Doch selbst, wenn die «Schläfer» keine neue Infektion verursachen, können sie sich nachteilig auswirken. Bei Salmonellen ist eine Kombination der beiden Resistenzmechanismen nämlich häufig, so tragen persistierende Bakterien oftmals auch kleine Erbgutstücke (Plasmide) mit Resistenzgenen. 

Reservoir für genetische Information

Wie die Forschenden in einem Mausmodell mit Salmonellen zeigten, können diese Schläfer die Resistenz sowohl an Artgenossen als auch an andere Arten weitergeben, etwa Kolibakterien aus der normalen Darmflora. Wie die Experimente zeigten, übertragen die persistenten Salmonellen ihre Resistenzgene sobald sie aus dem Dämmerzustand erwachen und auf Bakterien treffen, die für eine Gen-Weitergabe empfänglich sind. «Die Resistenzplasmide nutzen also ihr persistentes Wirtsbakterium aus, um für längere Zeit in einem Wirt zu überdauern und sich anschliessend auf andere Bakterien zu übertragen.

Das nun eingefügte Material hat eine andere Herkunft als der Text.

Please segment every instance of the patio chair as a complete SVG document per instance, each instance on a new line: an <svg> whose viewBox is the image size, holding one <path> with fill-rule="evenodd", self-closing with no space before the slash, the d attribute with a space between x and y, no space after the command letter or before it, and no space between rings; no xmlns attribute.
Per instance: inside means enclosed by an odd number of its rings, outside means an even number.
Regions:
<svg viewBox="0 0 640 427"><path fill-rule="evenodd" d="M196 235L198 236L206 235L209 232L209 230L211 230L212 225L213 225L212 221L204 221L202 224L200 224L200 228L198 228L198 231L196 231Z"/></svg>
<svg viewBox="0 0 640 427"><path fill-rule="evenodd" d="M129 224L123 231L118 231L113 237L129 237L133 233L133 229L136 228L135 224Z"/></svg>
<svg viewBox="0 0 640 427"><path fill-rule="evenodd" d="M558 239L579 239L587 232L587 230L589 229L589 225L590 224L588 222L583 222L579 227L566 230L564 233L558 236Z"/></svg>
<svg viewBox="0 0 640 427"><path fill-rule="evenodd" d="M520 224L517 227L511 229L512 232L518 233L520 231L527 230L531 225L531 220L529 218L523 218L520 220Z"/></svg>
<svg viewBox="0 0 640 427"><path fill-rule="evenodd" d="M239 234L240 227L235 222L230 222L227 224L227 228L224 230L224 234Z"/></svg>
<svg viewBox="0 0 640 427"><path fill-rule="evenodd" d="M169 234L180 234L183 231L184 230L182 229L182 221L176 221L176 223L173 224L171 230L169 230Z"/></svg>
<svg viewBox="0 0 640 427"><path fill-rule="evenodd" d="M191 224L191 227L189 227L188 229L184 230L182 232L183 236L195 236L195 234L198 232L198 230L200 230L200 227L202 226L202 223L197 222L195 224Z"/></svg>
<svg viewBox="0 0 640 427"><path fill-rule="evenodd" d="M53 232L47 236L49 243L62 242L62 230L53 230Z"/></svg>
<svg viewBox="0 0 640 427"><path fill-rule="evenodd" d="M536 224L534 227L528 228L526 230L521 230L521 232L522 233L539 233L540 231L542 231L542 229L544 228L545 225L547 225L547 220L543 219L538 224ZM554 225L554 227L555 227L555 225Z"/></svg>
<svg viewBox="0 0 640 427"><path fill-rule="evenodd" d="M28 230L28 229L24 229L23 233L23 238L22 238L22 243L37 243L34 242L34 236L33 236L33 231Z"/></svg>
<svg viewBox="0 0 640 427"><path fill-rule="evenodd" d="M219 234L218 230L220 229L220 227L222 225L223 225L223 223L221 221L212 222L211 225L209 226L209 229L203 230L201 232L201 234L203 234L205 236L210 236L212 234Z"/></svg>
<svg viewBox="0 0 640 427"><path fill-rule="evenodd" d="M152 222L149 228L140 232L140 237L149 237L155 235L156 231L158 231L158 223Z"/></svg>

Das treibt ihre Verbreitung voran», erklärt ETH-Professor Hardt. Dieser Austausch geschieht völlig unabhängig davon, ob Antibiotika zugegen sind oder nicht.

Was die Forschenden bei Mäusen gezeigt haben, müsste nach ihrer Ansicht nun auch bei Nutztieren, die häufig unter Salmonelleninfektionen leiden, genauer untersucht werden. Ob sich die Verbreitung von Resistenzen in Nutztierpopulationen durch Probiotika oder eine Impfung, die vor einer Salmonelleninfektion schützt, eindämmen liesse, ist eine weitere Frage, die es noch zu beantworten gilt.
 

Originalbeitrag:
Bakkeren E, Huisman JS, Fattinger SA, Hausmann A, Furter M, Egli A, Slack E, Sellin ME, Bonhoeffer S, Regoes RR, Diard M, Hardt WD: Salmonella persisters promote the spread of antibiotic resistance plasmids in the gut. Nature, published online 4 September 2019.